1、从Metadata获取Kafka集群元数据
2、调用RecordAccumulator.ready方法,根据缓存情况返回可以向哪些Node节点发送信息,返回ReadyCheckResult对象
3、如果ReadyCheckResult中表示有unknownLeadersExist,则调用Metadata的requestUpdate方法,标记需要更新Kafka的集群消息
4、针对ReadyCheckResult的readyNodes集合,循环调用NetworkClient的ready方法,检查网络I/O方面是否符合发送消息的条件,不符合条件的Node将会从readyNodes集合里面删除
5、针对经过第4步处理的readyNodes集合,调用drain方法获取待发送的消息集合
6、调用abortExpireBatches方法处理超时的消息。遍历RecordAccumulator中保存的全部RecordBatch,调用mybeExpire方法进行处理。如果已超时,则调用done方法,其中会触发callback,并将RecordBatch从队列中移除,释放ByteBuffer空间
7、调用Sender.createProduceRequests方法将待发送的消息封装成ClientRequest
8、调用NetWorkClient.send方法,将ClientRequest写入KafkaChannel的send字段。
9、调用NetWorkClient.poll方法,将KafkaChannel.send字段中保存的ClientRequest发送出去,同时,还会处理服务端发回的响应、处理超时的请求、调用用户自定义Callback等
下面我们将对上面的步骤逐个分析
创建请求
private List<ClientRequest> createProduceRequests(Map<Integer, List<RecordBatch>> collated, long now) {
//用来存储创建的ClientRequest
List<ClientRequest> requests = new ArrayList<ClientRequest>(collated.size());
//遍历,将collated中的每项都封装成ClientRequest
for (Map.Entry<Integer, List<RecordBatch>> entry : collated.entrySet())
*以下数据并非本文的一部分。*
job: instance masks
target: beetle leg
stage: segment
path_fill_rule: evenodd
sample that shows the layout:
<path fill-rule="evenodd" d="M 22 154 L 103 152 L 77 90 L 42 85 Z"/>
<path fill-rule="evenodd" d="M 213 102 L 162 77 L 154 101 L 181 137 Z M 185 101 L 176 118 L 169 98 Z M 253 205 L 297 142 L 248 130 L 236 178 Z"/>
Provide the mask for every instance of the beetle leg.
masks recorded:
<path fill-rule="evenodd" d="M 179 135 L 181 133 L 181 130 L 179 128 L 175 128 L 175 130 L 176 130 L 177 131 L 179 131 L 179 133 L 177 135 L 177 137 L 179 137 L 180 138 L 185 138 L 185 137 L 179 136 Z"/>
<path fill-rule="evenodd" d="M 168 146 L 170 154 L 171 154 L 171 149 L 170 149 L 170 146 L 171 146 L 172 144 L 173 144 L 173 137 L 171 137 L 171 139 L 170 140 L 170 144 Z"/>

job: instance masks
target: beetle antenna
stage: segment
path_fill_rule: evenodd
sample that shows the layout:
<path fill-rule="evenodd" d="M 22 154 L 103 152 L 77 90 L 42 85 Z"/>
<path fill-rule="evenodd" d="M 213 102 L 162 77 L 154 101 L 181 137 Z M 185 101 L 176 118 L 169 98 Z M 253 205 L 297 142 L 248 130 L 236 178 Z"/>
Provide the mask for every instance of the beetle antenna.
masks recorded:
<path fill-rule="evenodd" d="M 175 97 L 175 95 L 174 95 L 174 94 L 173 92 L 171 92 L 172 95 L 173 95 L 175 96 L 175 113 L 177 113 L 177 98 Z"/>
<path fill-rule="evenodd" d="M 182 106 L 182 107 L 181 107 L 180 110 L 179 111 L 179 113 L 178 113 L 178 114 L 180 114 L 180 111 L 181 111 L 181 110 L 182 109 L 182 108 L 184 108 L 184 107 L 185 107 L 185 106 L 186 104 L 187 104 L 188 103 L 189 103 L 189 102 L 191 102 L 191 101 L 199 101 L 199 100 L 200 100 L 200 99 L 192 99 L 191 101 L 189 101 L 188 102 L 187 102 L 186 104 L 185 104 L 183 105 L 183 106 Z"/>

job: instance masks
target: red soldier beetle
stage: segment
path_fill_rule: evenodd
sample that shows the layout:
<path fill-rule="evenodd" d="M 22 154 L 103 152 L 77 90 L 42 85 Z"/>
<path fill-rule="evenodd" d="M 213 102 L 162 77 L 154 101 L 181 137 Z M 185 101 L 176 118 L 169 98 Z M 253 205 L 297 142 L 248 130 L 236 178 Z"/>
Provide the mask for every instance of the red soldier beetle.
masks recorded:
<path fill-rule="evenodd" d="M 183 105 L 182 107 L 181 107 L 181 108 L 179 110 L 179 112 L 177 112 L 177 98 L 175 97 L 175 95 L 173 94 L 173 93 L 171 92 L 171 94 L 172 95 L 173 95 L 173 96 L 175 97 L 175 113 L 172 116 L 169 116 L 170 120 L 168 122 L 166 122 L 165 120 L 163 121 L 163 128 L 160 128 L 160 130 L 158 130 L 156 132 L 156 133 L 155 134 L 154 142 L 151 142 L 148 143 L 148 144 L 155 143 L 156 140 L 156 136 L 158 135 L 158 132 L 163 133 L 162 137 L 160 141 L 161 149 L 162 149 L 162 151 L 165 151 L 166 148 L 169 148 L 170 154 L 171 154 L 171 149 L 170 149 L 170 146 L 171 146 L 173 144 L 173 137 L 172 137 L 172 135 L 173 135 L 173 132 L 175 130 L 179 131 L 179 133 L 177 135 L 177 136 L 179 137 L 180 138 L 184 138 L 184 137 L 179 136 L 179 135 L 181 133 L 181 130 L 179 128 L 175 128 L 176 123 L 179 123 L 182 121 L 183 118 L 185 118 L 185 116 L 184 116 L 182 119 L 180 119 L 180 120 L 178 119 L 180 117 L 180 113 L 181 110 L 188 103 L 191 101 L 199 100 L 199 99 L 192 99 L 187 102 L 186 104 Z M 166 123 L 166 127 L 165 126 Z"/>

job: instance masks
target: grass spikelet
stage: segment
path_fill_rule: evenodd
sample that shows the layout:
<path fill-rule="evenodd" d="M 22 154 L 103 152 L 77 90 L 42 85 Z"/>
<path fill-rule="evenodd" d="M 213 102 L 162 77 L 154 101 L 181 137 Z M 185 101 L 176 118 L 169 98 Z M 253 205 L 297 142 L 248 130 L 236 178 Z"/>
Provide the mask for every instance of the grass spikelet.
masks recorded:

requests.add(produceRequest(now, entry.getKey(), acks, requestTimeout, entry.getValue()));
return requests;
}
private ClientRequest produceRequest(long now, int destination, short acks, int timeout, List<RecordBatch> batches) {
//用来存储每个分区的数据
Map<TopicPartition, ByteBuffer> produceRecordsByPartition = new HashMap<TopicPartition, ByteBuffer>(batches.size());
final Map<TopicPartition, RecordBatch> recordsByPartition = new HashMap<TopicPartition, RecordBatch>(batches.size());
//遍历当前node上的需要发送的所有的数据
for (RecordBatch batch : batches) {
//获取每项的分区
TopicPartition tp = batch.topicPartition;
//分别添加到两个Map中
produceRecordsByPartition.put(tp, batch.records.buffer());
recordsByPartition.put(tp, batch);
}
//将要发送到这node上的数据封装成一个request
ProduceRequest request = new ProduceRequest(acks, timeout, produceRecordsByPartition);
//创建RequestSend
RequestSend send = new RequestSend(Integer.toString(destination),
this.client.nextRequestHeader(ApiKeys.PRODUCE),
request.toStruct());
//创建一个回调对象
RequestCompletionHandler callback = new RequestCompletionHandler() {
public void onComplete(ClientResponse response) {
handleProduceResponse(response, recordsByPartition, time.milliseconds());
}
};
//创建ClientRequest
return new ClientRequest(now, acks != 0, send, callback);
}
我们简单总结一下创建ClientRequest的流程:
1、将一个NodeId对应的RecordBatch集合,重新整理为produceRecordsByPartition和recordsByPartition两个集合
2、创建RequestSend和ProduceRequest
3、创建回调对象
4、创建并返回ClientRequest
在之后的流程中,发送的是RequestSend,会将ClientRequest放到缓存中,当请求收到响应或发现异常的时候,会通过缓存的ClientRequest调用其RequestCompletionHandler对象。
KSelector
KSelector使用NIO异步非阻塞模式实现网络I/O操作,KSelector使用一个单独的线程可以管理多条网络连接上的连接、读、写等操作。下面来看一下它的和新方法:
public void connect(String id, InetSocketAddress address, int sendBufferSize, int receiveBufferSize) throws IOException {
//检查是否已经和当前node建立连接了
if (this.channels.containsKey(id))
throw new IllegalStateException("There is already a connection for id " + id);
//创建一个SocketChannel
SocketChannel socketChannel = SocketChannel.open();
//设置为非阻塞模式
socketChannel.configureBlocking(false);
//设置为长连接
Socket socket = socketChannel.socket();
socket.setKeepAlive(true);
//设置发送缓存和接收缓存的大小
if (sendBufferSize != Selectable.USE_DEFAULT_BUFFER_SIZE)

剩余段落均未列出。